VonEva Burghardtschließen
Ein Notruf mitten in der Nacht: Zwei Männer treiben mit ihrer ruderlosen Yacht auf der Nordsee bei Borkum. Die Rettungskräfte starten sofort.
Borkum – Zwei Männer geraten nachts rund 40 Kilometer vor Borkum in Seenot. Ihre Segelyacht hatte das Ruder verloren, wodurch sie das Schiff nicht mehr manövrieren konnten. Die beiden Seeleute setzen einen Notruf ab und warten auf Hilfe. Mitten auf einem viel befahrenen Schifffahrtsweg. Erst vor wenigen Wochen mussten Seenotretter zu einem Einsatz auf der Ems ausrücken.
Zwei Männer geraten mit ihrer Yacht auf der Nordsee in Seenot
Es ist der 23. Juni 2024. Spätabends sind die beiden Männer aus Kappeln (Schleswig-Holstein) mit ihrer zwölf Meter langen Segelyacht in der Nordsee, rund vierzig Kilometer nordwestlich von Borkum, unterwegs. Dann verliert die Yacht ihr Ruder. Dadurch befinden sich die Männer in Gefahr, teilt Deutsche Gesellschaft zur Rettung Schiffbrüchiger mit. Denn die Yacht kann nicht mehr manövrieren.
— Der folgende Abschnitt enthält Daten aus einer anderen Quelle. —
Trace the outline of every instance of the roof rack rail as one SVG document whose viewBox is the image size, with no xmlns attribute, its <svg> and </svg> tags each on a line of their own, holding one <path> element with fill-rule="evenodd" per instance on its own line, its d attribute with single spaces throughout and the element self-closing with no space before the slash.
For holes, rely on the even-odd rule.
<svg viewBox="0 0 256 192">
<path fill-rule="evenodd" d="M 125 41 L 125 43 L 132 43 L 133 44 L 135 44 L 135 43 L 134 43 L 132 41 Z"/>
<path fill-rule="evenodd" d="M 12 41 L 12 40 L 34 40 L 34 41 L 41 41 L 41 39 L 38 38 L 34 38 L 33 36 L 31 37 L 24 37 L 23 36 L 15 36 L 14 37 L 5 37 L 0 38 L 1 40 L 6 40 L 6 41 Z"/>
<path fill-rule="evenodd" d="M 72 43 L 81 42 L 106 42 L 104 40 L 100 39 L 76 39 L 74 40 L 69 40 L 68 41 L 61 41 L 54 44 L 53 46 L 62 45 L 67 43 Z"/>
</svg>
Zu diesem Zeitpunkt befinden sich die beiden Männer auf dem viel befahrenen Schiffahrtsweg „Terschelling German Bright“, der nördlich des Offshore-Windparks „Riffgat“ liegt. Dort müssen große Schiffe ihren Kurs genau einhalten. „Das Gebiet ist von querenden Fahrzeugen so schnell wie möglich zu passieren“, berichten die Seenotretter. Doch das war den Männern nicht mehr möglich.
Deutsche Gesellschaft zur Rettung Schiffbrüchiger (DGzRS)
►Die Seenotretter sind auf der Nord- und Ostsee im Einsatz.
►Jährlich rücken sie zu rund 2000 Rettungsaktionen aus.
►Dabei helfen sie Schiffbrüchigen in Seenot, befreien Seeleute, Fischer und Wassersportler aus Gefahren.
►Die DGzRS versorgt auch Verletzte und Kranke auf hoher See.
(Quelle: Deutsche Gesellschaft zur Rettung Schiffbrüchiger)
Um 23:42 Uhr setzen die beiden den Notruf „Mayday“ ab. In der Seefahrt steht der Funkspruch für unmittelbare Lebensgefahr, teilen die Seenotretter mit. Deren Rettungsleitstelle in Bremen schickt sofort einen Seenotrettungskreuzer mit Namen Hamburg/Station Borkum los. Während die Seenotretter zu den Männern ausrücken, bleibt der Vormann des Rettungsbootes in Kontakt Verkehrszentrale der Wasserstraßen- und Schiffsverwaltung des Bundes. Die überwacht die Fahrzeuge, die auf dem großen Schifffahrtsweg unterwegs sind.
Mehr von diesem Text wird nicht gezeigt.